Speaking of Mason, it’s unsurprising to learn that Wendy set up a fund to try and help the preacher and his son, but Mason won’t take the money. He’d rather die on the street than be helped out by a Byrde. Mason clearly isn’t going away narratively. It will be interesting to see how he plays into the plot over the second half of the season.
It seems unlikely that Buddy will make it that long. After collapsing with Jonah and fleeing the hospital, he seems ready to die in the Byrdes’ basement. The fact that he didn’t pass away this episode means he might have one more major role to play, other than humanizing Marty and Wendy in ways the season kind of needed. Their scenes were some of the best this week.
There are a lot of people orbiting Marty Byrde right now, including a suspicious Wyatt, angry Mason, sociopathic Snells, skeptical Mexicans, dying Buddy, and powerful Charlie. But will any of it matter now that Petty has him in his grasp?
• Wyatt’s ghost of a father sings “The Man Who Sold the World” to his son, a song written by David Bowie, but it feels like the Langmores probably know the Nirvana version. Add that song to the tunes by Amy Winehouse and the Notorious B.I.G. playing at the Blue Cat and a theme emerges of young, mega-talented musicians who died way too young. Death is everywhere on Ozark.
• When Buddy said, “It’s like watching the Detroit Lions sucking,” this lifelong fan winced. It’s true, but painful to hear.
• Speaking of Buddy, we need to talk about Harris Yulin for a second. He’s one of those great character actors who makes everything he does better. It feels like he’s gotten nowhere near the career credit he deserves, and it’s nice to see him doing great work here.
• And speaking of great work, props to Jordan Spiro’s performance this episode.

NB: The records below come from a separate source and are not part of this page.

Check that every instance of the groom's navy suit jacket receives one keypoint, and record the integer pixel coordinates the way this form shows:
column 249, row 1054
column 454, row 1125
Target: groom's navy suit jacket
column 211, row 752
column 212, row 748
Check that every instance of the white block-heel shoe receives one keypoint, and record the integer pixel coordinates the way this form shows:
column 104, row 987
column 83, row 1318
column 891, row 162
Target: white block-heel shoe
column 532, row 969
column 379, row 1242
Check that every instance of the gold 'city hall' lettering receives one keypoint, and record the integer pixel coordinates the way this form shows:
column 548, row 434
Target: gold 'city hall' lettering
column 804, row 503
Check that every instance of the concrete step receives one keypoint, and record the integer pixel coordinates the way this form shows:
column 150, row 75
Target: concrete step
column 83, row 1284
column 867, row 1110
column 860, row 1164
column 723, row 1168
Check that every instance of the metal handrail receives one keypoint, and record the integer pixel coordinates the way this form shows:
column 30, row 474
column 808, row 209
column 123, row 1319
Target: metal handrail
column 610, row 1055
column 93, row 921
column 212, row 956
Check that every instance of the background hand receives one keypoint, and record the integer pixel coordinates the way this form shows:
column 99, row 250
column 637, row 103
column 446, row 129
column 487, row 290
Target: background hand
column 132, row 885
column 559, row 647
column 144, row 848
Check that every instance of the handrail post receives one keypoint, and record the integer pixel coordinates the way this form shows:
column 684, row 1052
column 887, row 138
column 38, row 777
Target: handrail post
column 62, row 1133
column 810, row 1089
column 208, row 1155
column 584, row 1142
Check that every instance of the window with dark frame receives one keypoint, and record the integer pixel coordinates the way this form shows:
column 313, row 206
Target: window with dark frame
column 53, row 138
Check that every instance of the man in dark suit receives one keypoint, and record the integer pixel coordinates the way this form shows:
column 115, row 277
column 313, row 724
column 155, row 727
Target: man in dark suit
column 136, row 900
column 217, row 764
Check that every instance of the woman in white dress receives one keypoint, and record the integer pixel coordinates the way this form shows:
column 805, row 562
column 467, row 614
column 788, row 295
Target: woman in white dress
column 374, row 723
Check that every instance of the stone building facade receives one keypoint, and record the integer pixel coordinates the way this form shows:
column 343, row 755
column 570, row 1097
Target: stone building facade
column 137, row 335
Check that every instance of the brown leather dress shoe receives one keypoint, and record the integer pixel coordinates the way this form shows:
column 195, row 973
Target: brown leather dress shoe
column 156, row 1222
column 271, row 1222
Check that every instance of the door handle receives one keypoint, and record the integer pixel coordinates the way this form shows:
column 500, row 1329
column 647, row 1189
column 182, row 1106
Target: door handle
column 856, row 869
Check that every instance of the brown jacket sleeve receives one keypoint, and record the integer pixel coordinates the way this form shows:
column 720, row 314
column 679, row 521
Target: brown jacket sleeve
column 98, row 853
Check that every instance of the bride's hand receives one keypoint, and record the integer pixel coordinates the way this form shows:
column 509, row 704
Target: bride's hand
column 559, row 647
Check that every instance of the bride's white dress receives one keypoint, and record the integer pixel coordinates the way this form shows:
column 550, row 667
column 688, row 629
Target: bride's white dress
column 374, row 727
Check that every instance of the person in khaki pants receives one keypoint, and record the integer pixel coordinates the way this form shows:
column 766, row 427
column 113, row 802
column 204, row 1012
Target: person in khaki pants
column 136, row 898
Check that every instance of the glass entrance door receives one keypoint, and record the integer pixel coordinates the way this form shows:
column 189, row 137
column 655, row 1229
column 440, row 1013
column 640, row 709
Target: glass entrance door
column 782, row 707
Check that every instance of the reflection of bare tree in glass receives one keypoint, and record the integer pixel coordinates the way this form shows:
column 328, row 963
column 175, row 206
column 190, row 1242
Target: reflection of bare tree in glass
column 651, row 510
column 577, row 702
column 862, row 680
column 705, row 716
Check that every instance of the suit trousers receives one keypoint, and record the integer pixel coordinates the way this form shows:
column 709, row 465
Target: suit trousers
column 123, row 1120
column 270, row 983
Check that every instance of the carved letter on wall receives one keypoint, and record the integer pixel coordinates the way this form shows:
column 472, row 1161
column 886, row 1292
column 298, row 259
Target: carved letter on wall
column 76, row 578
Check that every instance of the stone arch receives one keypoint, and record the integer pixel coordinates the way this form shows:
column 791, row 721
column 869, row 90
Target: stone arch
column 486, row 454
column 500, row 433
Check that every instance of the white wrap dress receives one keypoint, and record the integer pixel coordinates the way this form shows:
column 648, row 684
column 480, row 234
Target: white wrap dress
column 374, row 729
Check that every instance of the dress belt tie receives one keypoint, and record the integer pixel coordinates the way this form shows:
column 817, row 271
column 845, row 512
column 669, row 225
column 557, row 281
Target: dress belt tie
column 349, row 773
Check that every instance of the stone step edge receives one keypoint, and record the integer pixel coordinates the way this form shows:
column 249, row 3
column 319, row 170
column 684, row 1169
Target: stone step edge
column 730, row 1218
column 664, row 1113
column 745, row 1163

It’s the first episode this season that I didn’t feel was stolen by Julia Garner.
• Wonder what book Jonah was reading to Buddy that Wendy continued? Tropic of Cancer by Henry Miller. Don’t let your kids read it too young.
• Wondering if Wyatt’s potential destination of Lake Ozark Technical College is real? It doesn’t appear so (although Ozarks Technical Community College is close). Given how it’s treated by the plot — as a less-enticing future for Wyatt — probably didn’t want to insult an actual school.